In advance of the upcoming Streamr Marketplace for realtime data, we are publishing a mini-series of technical blog posts about data integration. This is the second post out of three:
- How to connect data to Streamr in 5 minutes
- Three patterns for integrating your data to Streamr
- Creating a product for the Streamr Data Marketplace
To learn the basics, check out the first part. This post will go into more detail about different kinds of integration patterns, and show real-world examples of each.
Table of Contents
The three patterns
We will cover three different patterns, each with their own pros and cons:
- Pushing from the source (ideal)
- Bridging from a streaming source
- Bridging by polling a source
Before we start
In Streamr, each data point belongs to a Stream. Data points (also called events or messages) are timestamped pieces of information, such as measurements from a sensor, or messages in a chat.
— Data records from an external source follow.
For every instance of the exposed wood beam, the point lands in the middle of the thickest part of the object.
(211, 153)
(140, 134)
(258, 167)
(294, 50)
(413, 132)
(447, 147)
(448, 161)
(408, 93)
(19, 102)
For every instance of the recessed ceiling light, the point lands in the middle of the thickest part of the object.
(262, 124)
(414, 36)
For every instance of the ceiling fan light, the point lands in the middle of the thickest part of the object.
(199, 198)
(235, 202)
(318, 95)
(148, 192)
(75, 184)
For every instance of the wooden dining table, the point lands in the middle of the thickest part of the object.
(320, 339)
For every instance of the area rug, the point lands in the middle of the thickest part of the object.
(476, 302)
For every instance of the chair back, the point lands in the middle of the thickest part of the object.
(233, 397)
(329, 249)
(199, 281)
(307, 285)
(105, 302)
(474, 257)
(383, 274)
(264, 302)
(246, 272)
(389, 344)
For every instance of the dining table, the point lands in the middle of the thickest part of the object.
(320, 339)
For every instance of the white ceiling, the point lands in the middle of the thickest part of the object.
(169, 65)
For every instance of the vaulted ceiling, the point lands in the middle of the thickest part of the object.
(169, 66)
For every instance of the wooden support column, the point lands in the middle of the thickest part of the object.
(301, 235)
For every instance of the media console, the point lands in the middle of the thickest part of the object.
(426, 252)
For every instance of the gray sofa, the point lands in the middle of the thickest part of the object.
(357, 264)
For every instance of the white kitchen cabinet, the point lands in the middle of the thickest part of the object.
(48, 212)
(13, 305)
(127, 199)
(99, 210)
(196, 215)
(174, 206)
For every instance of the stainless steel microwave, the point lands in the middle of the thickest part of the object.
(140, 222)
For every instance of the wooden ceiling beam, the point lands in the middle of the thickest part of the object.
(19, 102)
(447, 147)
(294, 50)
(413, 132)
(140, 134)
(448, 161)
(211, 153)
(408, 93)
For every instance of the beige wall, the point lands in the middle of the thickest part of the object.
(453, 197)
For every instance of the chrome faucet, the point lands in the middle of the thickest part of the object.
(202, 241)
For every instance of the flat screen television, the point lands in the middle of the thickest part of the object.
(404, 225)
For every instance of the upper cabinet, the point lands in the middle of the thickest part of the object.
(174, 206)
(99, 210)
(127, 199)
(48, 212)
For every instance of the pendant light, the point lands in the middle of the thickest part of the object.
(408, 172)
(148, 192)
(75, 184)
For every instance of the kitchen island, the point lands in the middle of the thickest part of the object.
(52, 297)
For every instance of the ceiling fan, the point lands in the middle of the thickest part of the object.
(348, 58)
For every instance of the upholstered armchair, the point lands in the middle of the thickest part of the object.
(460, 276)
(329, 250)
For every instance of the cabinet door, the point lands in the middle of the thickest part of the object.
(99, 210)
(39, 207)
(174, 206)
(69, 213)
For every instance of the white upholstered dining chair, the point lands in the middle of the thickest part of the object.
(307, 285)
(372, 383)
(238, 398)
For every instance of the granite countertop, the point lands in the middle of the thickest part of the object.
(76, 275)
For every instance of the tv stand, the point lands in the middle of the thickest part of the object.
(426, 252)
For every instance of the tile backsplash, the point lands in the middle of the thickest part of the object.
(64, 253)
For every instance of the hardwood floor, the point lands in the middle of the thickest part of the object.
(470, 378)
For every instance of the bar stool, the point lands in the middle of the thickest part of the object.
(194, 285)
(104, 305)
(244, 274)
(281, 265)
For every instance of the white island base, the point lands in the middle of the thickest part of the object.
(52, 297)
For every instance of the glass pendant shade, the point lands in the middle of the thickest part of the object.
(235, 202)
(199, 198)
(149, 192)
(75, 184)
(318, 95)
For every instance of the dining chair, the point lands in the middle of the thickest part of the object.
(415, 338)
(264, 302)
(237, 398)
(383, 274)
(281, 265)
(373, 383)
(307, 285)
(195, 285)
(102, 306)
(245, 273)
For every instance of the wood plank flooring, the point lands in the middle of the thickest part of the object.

Depending on the use case, a single Stream could contain data from a single source, or it could be a “firehose” of data from multiple sources.
Streamr ingests data via an API. The easiest way to interact with the API from your own software is by using a Streamr client library. Currently one is available for JavaScript, and other programming languages will follow.
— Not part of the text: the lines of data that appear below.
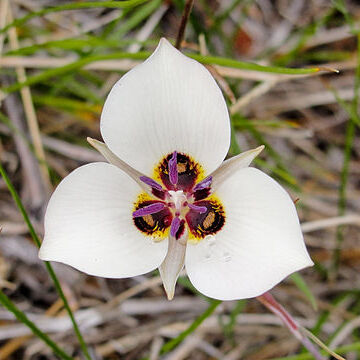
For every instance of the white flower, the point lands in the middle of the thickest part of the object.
(174, 201)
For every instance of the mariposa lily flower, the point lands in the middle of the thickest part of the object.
(166, 198)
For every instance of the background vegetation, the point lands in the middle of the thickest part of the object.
(275, 61)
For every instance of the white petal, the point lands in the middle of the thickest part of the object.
(173, 264)
(89, 225)
(231, 165)
(170, 102)
(261, 242)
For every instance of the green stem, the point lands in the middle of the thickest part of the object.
(9, 305)
(197, 322)
(49, 268)
(340, 350)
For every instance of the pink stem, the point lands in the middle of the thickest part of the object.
(269, 301)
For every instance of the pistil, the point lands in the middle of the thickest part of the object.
(175, 225)
(199, 209)
(151, 182)
(149, 209)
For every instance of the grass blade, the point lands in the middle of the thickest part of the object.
(197, 322)
(47, 74)
(9, 305)
(49, 268)
(73, 6)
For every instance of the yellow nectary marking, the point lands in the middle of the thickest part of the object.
(208, 223)
(189, 172)
(154, 225)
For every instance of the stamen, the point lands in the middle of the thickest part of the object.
(151, 182)
(148, 210)
(172, 165)
(175, 225)
(203, 184)
(199, 209)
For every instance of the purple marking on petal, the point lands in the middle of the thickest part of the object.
(148, 210)
(203, 184)
(172, 165)
(175, 224)
(199, 209)
(151, 182)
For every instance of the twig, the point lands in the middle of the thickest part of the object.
(269, 301)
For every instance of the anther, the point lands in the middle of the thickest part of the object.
(199, 209)
(172, 166)
(175, 225)
(148, 210)
(151, 182)
(206, 183)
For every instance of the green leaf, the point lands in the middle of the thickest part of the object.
(73, 6)
(48, 266)
(9, 305)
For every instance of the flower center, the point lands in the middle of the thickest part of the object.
(178, 202)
If a library isn’t available for your language, you can call the API endpoints using any HTTP library. For simple examples of this, check out the previous post in this series.
To authenticate, you will need your API key. You can find and manage your keys on your Profile page.
1. Pushing from the source
Simplicity: Good
Latency: Good
Applicability: Medium
In this pattern, the data points are sent directly to Streamr by the source as soon as new data becomes available (for example, a sensor produces a new measurement).
This is the recommended pattern. However, depending on the circumstances, it may not always be available. It requires that you have control over the system that produces the data and can decide where it gets sent.
For example, if you are an IoT device manufacturer, you could add support for Streamr directly into your devices or gateways, enabling all your end users to easily connect their data to Streamr.
Various industrial data sources usually have good configurability for connecting the data anywhere you need to. However, consumer grade devices such as connected cars, phones, Fitbits, and others often force you to send your data to the manufacturer’s cloud, from where they might serve it back to you via an API. In these cases, you can use one of the bridging patterns in this post (see sections 2 and 3).
For a real-world example, here’s how to connect measurements from any number of Ruuvi IoT tags to Streamr. The devices transmit data over Bluetooth Low Energy to a gateway computer which runs this node.js script. A separate Stream is created for each found Ruuvi device, and the measurements are produced to the appropriate Stream as they occur.
Example 1: Push from the source example using the JS client
const StreamrClient = require('streamr-client')const ruuvi = require('node-ruuvitag')const API_KEY = 'MY-API-KEY'const client = new StreamrClient({ apiKey: API_KEY})const streams = {}console.log('Listening for RuuviTags...')ruuvi.on('found', tag => { // Create a Stream for this tag if it doesn't exist yet if (!streams[tag.id]) { streams[tag.id] = await client.getOrCreateStream({ name: 'Ruuvi ' + tag.id }) } tag.on('updated', async (data) => { const stream = streams[tag.id] try { // Produce the data point to the stream await stream.produce(data) } catch (err) { console.error(err) } })})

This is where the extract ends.